Jurnalis legendaris Indonesia almarhum Rosihan Anwar pernah berkisah kepada saya. Di era Perang Kemerdekaan (1945-1949), bukan hanya kaum pemanggul senjata yang ikut berperang, tetapi juga para kuli tinta dari kedua kedua negara yang tengah berkonflik ikut turun ke gelanggang.
“Salah satu jurnalis Belanda yang pernah berpolemik dengan saya adalah Alfred van Sprang,” ungkap Rosihan.
Van Sprang merupakan jurnalis perang terkemuka yang pernah bertugas di Indonesia (1946-1949). Dia tercatat sebagai jurnalis yang bekerja untuk kantor berita Amerika Serikat, United Pers. Sebagai warga negara Belanda, Sprang memiliki akses istimewa dalam setiap gerakan militer Belanda di Indonesia. Rekaman reportasenya selama melekat pada Divisi 7 Desemberdi Jawa, dia catat dalam sebuah buku berjudul Wij Werden Geroepen (Kami yang Dipanggil).
Pada saat Aksi Polisional I (pihak Indonesia menyebutnya Agresi Pertama), Sprang mengikuti pergerakan pasukan Belanda dari Klender menuju Karawang. Dia melaporkan jalannya pertempuran antara pejuang Indonesia dengan tentara Belanda nyaris dari front ke front. Salah satu laporannya yang paling impresif adalah saat dia menjadi saksi mata bagaimana keuletan pasukan HMOT (milisi bumiputera yang direkrut dari kalangan penjahat dan eks pejuang Indonesia) saat bertempur melawan sebuah batalyon TNI bernama Beruang Merah.
Selain Sprang, Belanda juga menurunkan para jurnalis fotonya. Setidaknya ada dua nama fotografer perang mereka yang aktif di palagan Indonesia: Hasselman dan Charles Brejer. Nama terakhir adalah fotografer yang paling banyak menghasilkan foto-foto human interest mengenai situasi-situasi perang di Jawa, termasuk penderitaan para penduduk sipil.
Fotografer asal Prancis Henri Cartier Bresson juga termasuk ciamik merekam situasi-situasi Indonesia pasca proklamasi 17 Agustus 1945. Bahkan salah satu essai foto-nya di Majalah LIFE berjudul ‘Young Men Are Both The Peril and The Hope’ termasuk salah satu laporan paling legendaris mengenai Indonesia era revolusi. Akses Bresson ke kubu Republik juga termasuk kuat. Dia pernah beberapa kali mewawancarai sekaligus mengambil gambar Presiden Sukarno, Wakil Presiden Hatta dan Sri Sultan Hamengku Buwono IX.

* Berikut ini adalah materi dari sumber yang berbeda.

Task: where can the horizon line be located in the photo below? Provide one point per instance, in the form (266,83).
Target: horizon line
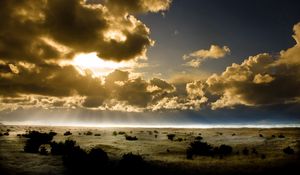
(183,126)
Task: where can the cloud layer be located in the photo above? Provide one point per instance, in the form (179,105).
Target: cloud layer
(196,58)
(37,31)
(35,36)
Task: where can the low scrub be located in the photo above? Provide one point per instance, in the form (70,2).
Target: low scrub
(288,150)
(67,133)
(199,148)
(131,138)
(171,136)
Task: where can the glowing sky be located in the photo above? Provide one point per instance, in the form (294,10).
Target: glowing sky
(145,61)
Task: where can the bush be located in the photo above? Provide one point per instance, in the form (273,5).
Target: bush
(224,150)
(75,159)
(88,133)
(254,151)
(199,148)
(179,139)
(127,137)
(288,150)
(245,151)
(36,139)
(122,132)
(198,138)
(131,161)
(97,158)
(67,133)
(52,133)
(62,148)
(171,136)
(43,151)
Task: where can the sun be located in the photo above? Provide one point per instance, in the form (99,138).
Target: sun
(98,66)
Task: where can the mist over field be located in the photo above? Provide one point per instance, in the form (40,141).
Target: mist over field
(149,87)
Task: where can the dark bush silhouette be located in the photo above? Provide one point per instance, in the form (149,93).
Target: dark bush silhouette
(67,133)
(122,133)
(36,139)
(131,138)
(179,140)
(43,151)
(288,150)
(254,151)
(62,148)
(171,136)
(52,133)
(88,133)
(198,138)
(97,158)
(75,159)
(224,150)
(219,133)
(245,151)
(132,163)
(199,148)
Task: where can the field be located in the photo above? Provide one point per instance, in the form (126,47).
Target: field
(165,156)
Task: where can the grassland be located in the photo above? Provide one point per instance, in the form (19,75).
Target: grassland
(163,155)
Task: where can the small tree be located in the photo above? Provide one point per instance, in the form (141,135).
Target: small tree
(171,136)
(288,150)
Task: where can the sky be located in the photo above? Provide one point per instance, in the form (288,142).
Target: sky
(150,62)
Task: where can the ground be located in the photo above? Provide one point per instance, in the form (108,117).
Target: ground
(155,147)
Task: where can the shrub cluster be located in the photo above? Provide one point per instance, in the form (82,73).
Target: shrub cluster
(131,138)
(200,148)
(36,139)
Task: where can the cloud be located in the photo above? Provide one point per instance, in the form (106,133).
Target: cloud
(197,57)
(138,6)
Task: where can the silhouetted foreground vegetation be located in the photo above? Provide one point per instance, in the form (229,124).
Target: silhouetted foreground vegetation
(199,148)
(131,138)
(96,161)
(288,150)
(36,139)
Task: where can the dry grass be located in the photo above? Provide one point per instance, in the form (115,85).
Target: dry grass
(154,149)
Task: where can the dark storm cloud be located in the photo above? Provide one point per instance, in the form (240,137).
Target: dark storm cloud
(138,6)
(35,31)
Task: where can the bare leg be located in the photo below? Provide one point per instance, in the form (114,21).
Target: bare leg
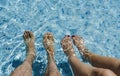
(26,68)
(96,60)
(48,42)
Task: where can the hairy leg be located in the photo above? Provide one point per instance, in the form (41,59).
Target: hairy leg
(25,69)
(96,60)
(48,42)
(79,68)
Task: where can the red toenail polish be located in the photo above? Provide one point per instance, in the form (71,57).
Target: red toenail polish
(73,35)
(68,35)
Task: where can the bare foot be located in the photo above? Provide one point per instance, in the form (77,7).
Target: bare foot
(67,46)
(29,41)
(79,43)
(48,41)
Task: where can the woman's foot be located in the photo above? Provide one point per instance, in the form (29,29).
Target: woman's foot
(67,46)
(48,42)
(29,41)
(79,43)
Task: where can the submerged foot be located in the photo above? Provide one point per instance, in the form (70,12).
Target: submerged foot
(48,41)
(79,43)
(29,41)
(67,46)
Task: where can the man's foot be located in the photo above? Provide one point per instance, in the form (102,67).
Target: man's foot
(67,46)
(48,41)
(79,43)
(29,41)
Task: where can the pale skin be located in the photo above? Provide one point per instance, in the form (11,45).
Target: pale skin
(78,67)
(96,60)
(25,69)
(48,41)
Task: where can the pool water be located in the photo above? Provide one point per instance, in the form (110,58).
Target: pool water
(97,21)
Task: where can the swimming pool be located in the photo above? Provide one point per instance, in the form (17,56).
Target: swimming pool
(97,21)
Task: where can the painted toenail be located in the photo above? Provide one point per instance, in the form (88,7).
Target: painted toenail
(68,35)
(73,35)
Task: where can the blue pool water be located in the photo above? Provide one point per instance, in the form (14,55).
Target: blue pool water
(97,21)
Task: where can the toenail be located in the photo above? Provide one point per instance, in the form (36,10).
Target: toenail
(73,35)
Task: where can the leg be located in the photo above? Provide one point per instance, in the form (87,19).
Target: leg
(51,69)
(26,68)
(96,60)
(79,68)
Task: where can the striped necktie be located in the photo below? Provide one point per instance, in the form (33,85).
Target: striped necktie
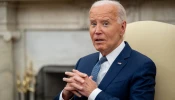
(96,68)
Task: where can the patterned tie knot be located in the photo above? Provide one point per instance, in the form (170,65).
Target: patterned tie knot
(96,68)
(102,60)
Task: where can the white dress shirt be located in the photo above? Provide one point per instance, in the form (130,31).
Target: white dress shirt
(103,70)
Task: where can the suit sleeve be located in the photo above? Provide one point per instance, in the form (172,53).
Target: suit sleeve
(141,85)
(143,82)
(58,96)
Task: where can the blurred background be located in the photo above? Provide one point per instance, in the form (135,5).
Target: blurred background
(41,39)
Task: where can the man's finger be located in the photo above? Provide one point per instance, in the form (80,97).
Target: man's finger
(70,74)
(78,87)
(76,93)
(79,79)
(79,73)
(68,80)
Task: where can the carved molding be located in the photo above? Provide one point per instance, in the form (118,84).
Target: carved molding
(8,36)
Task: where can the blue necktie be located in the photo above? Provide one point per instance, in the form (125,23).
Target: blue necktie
(96,68)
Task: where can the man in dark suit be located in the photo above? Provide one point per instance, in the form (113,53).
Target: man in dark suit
(116,72)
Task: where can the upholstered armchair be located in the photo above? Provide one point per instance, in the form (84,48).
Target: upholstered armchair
(157,41)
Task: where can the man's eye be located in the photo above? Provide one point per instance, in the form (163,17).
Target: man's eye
(93,24)
(105,24)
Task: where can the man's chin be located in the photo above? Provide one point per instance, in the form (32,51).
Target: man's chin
(100,49)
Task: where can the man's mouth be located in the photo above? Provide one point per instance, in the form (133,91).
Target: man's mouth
(99,40)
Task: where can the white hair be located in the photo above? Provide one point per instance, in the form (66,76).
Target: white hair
(120,9)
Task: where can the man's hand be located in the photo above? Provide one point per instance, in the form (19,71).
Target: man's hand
(84,84)
(87,86)
(69,90)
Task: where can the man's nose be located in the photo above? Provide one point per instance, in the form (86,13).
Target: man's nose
(98,29)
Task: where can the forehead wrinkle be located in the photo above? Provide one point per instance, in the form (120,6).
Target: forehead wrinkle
(103,11)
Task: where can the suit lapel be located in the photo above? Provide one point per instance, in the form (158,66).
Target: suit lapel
(116,67)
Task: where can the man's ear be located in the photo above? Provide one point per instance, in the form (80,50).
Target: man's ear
(123,27)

Tak mau kalah dengan para jurnalis tersebut, pada 1948 majalah terkemuka National Geographic (NG) menurunkan jurnalis Ronald Stuart Kain untuk meliput gejolak perang di tanah Jawa. Saya pernah membaca tulisan Kain itu di majalah NG edisi 93 Mei 1948. Pemaparannya sangat detail dan sungguh memukau. Secara detail dan deskriptif, dia menuliskan situasi sosial politik yang terjadi selama perang kemerdekaan berlangsung di tanah Jawa: para pengungsi yang berdesakan di kereta api, lasykar-lasykar pribumi berambut gondrong yang menikmati peran mereka sebagai tentara, serta para serdadu muda yang muak akan perang dan rindu pulang ke kampung mereka di Belanda.
Selain jurnalis-jurnalis dunia asal United Pers, Reuters, ANETA, LIFE, Time dan National Geographic, ada juga para kuli tinta dari Swis, India, Australia dan negara-negara lainnya. Tak boleh dilupakan, para jurnalis Indonesia pun hadir untuk meliput setiap kejadian-kejadian dari medan perang. Selain Rosihan Anwar, ada jurnalis kawakan Mochtar Lubis serta para fotografer IPPHOS: Frans Mendoer, Alex Mendoer, J.K. Oembas, Alex Mamoesoeng, F.F. Oembas, Abdul Rachman dan M.Jacob.
Jika Rosihan dan Mochtar sangat aktif melaporkan situasi perang yang terjadi di Jakarta, Surabaya, Tangerang, Batavia, Karawang, Bekasi dan Yogyakarta (Rosihan bahkan merupakan jurnalis pertama yang bisa mewawancarai Panglima Besar Soedirman), maka Alex Mendoer cs menghadirkan gambar-gambar dari medan perang. Mereka bertebaran nyaris di seluruh Jawa dan sebagian Sumatera.